Para el caso del municipio de Inzá, una de las formas de medir resultados es el hecho de que ¨aquí el número de víctimas es mucho menor que en otros lugares, la gente aplica la prevención¨, según lo manifestó Orlando Marulanda, voluntario de la Cruz Roja en Inzá hace más de 15 años, formado como multiplicador en su municipio.

¨La comunidad es capacitada sobre cómo actuar frente a la presencia de minas o artefactos que abandonan los actores armados¨, manifestó el voluntario. Destacó el papel de las comunidades indígenas, las cuales se vinculan como voluntarios y voluntarias de la institución y contribuyen a la misión de salvar vidas.

¨El trabajo con pueblos indígenas es coordinado con autoridades; hemos reconocido la organización local, respetando sus creencias, cultura, forma de vida y nos adaptamos a sus condiciones sin vulnerar los protocolos de la Cruz Roja¨, enfatizó Marulanda.
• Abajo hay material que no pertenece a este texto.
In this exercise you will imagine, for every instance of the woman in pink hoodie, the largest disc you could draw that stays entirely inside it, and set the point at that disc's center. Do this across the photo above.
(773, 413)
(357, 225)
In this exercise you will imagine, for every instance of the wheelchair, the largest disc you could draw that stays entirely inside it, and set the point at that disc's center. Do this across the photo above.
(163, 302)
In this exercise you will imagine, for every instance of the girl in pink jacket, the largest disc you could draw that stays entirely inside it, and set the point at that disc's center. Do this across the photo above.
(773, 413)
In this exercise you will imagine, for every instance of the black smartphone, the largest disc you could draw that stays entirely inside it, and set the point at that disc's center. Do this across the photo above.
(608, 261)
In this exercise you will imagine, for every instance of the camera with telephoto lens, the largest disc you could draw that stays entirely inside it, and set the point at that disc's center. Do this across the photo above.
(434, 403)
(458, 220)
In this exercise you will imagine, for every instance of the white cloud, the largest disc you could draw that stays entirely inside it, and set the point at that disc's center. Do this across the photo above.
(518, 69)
Uno de los sectores poblacionales que más riesgo afrontan en la comunidad, son los niños y las niñas. Luz Marina Pencue, habitante de San Andrés de Pisimbalá y multiplicadora del programa, explicó que a ellos y ellas se les enseña a cuidarse jugando. ¨Si encuentran un juguete abandonado o algo parecido a avión en un árbol o en cualquier lugar y no es usual que esté allí, se les explica que no debe tocarlo porque puede ser peligroso¨.

Entre los resultados más destacados del convenio están un total de 539 víctimas directas y 1.899 indirectas atendidas, se han formado 13.677 personas en educación de riesgos de minas y sensibilizado en derechos de las víctimas a 1.526 funcionarios públicos relacionados con las rutas de atención para el acceso a los derechos. Entre el voluntariado vinculado al programa, 483 personas fueron capacitadas como multiplicadoras y 1.208, sensibilizadas sobre el tema.

El programa se encuentra en su etapa final, sin embargo, la necesidad de mantener el acompañamiento a estos procesos sigue siendo prioridad, pues de darse el desminado humanitario, manifestó Giraldo, esto tardaría al menos tardaría 10 años; por otra parte, ¨existen muchas zonas que han sido minadas por otros actores diferentes a las FARC, dejando en riesgo a cientos de comunidades, especialmente en la parte rural, y es aquí que con el apoyo de la Cooperación con España es muy significativo, pues nos permite dar asistencia de una forma sistémica y sistemática¨, expresó.